Oui, je sais, je m'étais fait un devoir de ne pas coller à l'actualité mais des fois, celle-ci s'impose.
Donc non, je ne suis jamais allé faire un tour à Angoulême, comme je ne suis jamais allé à Avignon non plus, où j'ai l'honneur d'être né. Je ne connais pour ainsi dire pas cette ville, mais mon désintérêt parfait pour le théâtre ne m'encourage pas à approndir, surtout d'après les échos que j'en ai eu. A savoir, gros bordel, grosse foule et grosse saleté avant même que l'idée d'art ne vous vienne à l'esprit. Et puis le off qui passe pour tellement in qu'il en devient non plus out mais plouc, alors que le in se laisse aller à l'autocélébration permanente depuis plus de 50 ans maintenant.
J'aimerais aller à Avignon quand même, voir, savoir si tous ces comédiens sauront me convaincre de ma connerie (ça serait pas difficile, pourtant) de ne pas apprécier le théâtre, qu'il soit classique ou contemporain, à sa juste valeur.
De par mon amour du piano, il est évident que j'adorerais aller à la Roque d'Anthéron (festival dont le fondateur vient de mourir à l'âge respectable de 89 ans). Pourtant, là encore, plus que la "flemme" le manque de temps ou de moyens j'aurais un peu peur de me voir confrontés à des gens qui sont aussi là pour être vus, dans la bonne bourgeoisie provençale, qui n'a rien à envier à la bourgeoisie bordelaise, qui elle réussit à damer le pion à la bourgoisie altoséquanaise (le 92, quoi. vi, j'ai cherché dans wikipédia le gentilé de ce département pour rendre ma phrase plus jolie et je vous dis zut, j'ai moi-même été altoséquanais par euh... la force des choses, alors un peu de compassion merci) ce qui n'est, tout le monde s'accordera là-dessus, pas un mince exploit.
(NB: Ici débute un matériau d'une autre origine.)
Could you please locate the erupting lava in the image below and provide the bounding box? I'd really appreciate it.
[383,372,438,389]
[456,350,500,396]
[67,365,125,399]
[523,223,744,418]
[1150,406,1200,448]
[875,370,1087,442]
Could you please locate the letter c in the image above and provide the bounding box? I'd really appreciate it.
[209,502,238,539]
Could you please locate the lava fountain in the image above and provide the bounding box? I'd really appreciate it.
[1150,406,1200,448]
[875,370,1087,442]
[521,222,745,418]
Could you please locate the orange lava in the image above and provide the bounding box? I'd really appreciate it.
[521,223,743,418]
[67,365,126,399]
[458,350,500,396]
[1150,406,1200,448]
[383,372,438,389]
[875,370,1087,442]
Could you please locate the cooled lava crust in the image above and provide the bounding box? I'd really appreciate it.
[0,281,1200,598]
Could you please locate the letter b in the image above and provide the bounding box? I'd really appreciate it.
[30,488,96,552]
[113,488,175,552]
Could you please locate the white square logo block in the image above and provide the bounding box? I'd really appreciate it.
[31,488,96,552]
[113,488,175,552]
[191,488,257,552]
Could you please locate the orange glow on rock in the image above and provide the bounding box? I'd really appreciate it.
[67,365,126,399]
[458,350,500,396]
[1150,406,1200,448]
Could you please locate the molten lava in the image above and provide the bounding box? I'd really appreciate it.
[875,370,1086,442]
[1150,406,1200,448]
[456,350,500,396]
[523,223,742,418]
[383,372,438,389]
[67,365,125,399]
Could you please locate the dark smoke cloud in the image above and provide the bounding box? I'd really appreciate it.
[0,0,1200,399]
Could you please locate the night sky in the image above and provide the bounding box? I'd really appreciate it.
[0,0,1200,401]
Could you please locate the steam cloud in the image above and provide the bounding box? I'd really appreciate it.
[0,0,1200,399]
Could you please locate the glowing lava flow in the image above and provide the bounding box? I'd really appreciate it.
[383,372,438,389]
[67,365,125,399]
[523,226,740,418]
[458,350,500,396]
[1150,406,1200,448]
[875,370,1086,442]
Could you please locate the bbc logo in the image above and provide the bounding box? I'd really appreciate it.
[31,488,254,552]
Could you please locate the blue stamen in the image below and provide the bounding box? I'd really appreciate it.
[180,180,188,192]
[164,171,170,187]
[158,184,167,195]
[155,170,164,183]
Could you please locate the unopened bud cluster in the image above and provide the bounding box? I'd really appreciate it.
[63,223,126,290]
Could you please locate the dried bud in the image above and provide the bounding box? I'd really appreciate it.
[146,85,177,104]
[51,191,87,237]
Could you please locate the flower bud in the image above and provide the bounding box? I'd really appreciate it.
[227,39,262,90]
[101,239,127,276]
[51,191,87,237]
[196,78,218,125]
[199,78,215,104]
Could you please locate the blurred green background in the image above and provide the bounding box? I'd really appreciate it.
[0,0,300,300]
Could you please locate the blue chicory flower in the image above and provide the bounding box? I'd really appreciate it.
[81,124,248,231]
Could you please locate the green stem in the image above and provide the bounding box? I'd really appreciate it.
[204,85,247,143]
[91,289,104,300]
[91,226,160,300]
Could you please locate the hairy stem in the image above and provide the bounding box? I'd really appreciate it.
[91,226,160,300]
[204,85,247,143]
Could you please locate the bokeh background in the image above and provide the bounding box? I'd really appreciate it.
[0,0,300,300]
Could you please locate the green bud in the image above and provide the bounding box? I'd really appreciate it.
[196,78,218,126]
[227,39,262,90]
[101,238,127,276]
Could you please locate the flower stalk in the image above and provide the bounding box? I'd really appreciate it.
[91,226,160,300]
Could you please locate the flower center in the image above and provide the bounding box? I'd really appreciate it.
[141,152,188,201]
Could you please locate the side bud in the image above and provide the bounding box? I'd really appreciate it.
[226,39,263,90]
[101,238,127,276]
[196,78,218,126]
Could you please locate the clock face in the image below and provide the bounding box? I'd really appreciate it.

Bref, que des préjugés de ma part, je sais. Un jour j'irais à la Roque d'Anthéron et je suis certain que je kifferai, comme disent les djeunz.
J'aurais aussi voulu aller à Belfort, dans le temps. Mais j'ai peur de m'y sentir très vieux, bêtement, et seul.
J'aurais voulu aller à Carhaix, mais avant que ce soit devenu la machine de guerre qu'on connaît aujourd'hui.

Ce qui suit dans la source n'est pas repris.